Bush Faced Dwindling Data on Iraq Nuclear Bid

by Walter Pincus Thursday, Jul. 17, 2003 at 1:38 PM

A review of speeches and reports, plus interviews with present and former administration officials and intelligence analysts, suggests that between Oct. 7, when President Bush made a speech laying out the case for military action against Hussein, and Jan. 28, when he gave his State of the Union address, almost all the other evidence had either been undercut or disproved by U.N. inspectors in Iraq.

By Walter Pincus

Washington Post Staff Writer

Wednesday, July 16, 2003; Page A01



In recent days, as the Bush administration has defended its assertion in the president's State of the Union address that Iraq had tried to buy African uranium, officials have said it was only one bit of intelligence that indicated former Iraqi leader Saddam Hussein was reconstituting his nuclear weapons program.

But a review of speeches and reports, plus interviews with present and former administration officials and intelligence analysts, suggests that between Oct. 7, when President Bush made a speech laying out the case for military action against Hussein, and Jan. 28, when he gave his State of the Union address, almost all the other evidence had either been undercut or disproved by U.N. inspectors in Iraq.

By Jan. 28, in fact, the intelligence report concerning Iraqi attempts to buy uranium from Africa -- although now almost entirely disproved -- was the only publicly unchallenged element of the administration's case that Iraq had restarted its nuclear program. That may explain why the administration strived to keep the information in the speech and attribute it to the British, even though the CIA had challenged it earlier.

For example, in his Oct. 7 speech, Bush said that "satellite photographs reveal that Iraq is rebuilding facilities at [past nuclear] sites." He also cited Hussein's "numerous meetings with Iraqi nuclear scientists" as further evidence that the program was being reconstituted, along with Iraq's attempts to buy high-strength aluminum tubes "needed" for centrifuges used to enrich uranium.

But on Jan. 27 -- the day before the State of the Union address -- the head of the International Atomic Energy Agency (IAEA) reported to the U.N. Security Council that two months of inspections in Iraq had found that no prohibited nuclear activities had taken place at former Iraqi nuclear sites. As for Iraqi nuclear scientists, Mohamed ElBaradei told the Security Council, U.N. inspectors had "useful" interviews with some of them, though not in private. And preliminary analysis, he said, suggested that the aluminum tubes, "unless modified, would not be suitable for manufacturing centrifuges."

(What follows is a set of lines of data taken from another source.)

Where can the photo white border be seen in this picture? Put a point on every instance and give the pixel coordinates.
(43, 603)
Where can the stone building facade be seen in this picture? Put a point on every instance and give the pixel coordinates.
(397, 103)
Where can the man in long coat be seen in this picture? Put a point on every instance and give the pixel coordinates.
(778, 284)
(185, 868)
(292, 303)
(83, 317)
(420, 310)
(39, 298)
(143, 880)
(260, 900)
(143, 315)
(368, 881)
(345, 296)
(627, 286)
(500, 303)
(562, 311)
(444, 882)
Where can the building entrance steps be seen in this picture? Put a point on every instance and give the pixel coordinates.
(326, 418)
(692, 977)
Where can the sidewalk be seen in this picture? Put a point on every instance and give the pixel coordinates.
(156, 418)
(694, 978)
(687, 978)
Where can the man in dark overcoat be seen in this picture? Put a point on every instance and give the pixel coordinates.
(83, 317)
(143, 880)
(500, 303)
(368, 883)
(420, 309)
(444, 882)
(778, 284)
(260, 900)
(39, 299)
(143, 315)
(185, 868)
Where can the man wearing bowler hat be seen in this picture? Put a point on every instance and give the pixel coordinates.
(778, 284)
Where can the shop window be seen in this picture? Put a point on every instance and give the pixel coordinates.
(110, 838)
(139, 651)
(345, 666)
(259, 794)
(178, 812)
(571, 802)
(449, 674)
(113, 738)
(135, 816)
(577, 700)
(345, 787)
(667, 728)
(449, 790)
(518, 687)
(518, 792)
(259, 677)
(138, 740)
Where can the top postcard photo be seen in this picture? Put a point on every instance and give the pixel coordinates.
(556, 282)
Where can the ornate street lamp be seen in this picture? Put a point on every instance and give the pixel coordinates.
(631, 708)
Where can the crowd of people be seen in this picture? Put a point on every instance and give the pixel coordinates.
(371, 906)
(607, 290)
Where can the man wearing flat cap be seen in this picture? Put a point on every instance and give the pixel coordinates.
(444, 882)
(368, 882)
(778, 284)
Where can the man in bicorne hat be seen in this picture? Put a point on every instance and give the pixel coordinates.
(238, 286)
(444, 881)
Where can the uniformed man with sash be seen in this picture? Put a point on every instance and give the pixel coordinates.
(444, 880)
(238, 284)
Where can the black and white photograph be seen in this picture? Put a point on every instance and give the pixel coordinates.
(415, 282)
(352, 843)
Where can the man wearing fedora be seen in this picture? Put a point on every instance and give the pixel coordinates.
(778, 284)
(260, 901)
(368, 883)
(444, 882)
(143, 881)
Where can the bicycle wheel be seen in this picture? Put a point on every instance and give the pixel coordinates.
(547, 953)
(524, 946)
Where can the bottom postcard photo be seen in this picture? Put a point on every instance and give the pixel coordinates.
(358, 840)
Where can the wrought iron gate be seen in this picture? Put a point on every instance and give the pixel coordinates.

The next night, Bush delivered his speech, including the now-controversial 16-word sentence, "The British government has learned that Saddam Hussein recently sought significant quantities of uranium from Africa."

Of his October examples, only the aluminum tubes charge remained in January, but that allegation had a subtle caveat -- he described the tubes as merely "suitable" for nuclear weapons production. Without the statement on uranium, the allegation concerning aluminum tubes would have been the only nuclear-related action ascribed to Hussein since the early 1990s.

And the tubes had already been questioned not only by IAEA, but also by analysts in U.S. and British intelligence agencies.

The idea that Iraq was acquiring tubes for a nuclear program became public in September, shortly after the Bush administration began a campaign to marshal public, congressional and U.N. support for authority to attack Iraq if it did not disarm.

On Aug. 26, Vice President Cheney, the official most publicly vocal about Iraq as a nuclear threat, began the campaign when he told a Veterans of Foreign Wars audience: "Many of us are convinced that Saddam will acquire nuclear weapons fairly soon. Just how soon we cannot gauge."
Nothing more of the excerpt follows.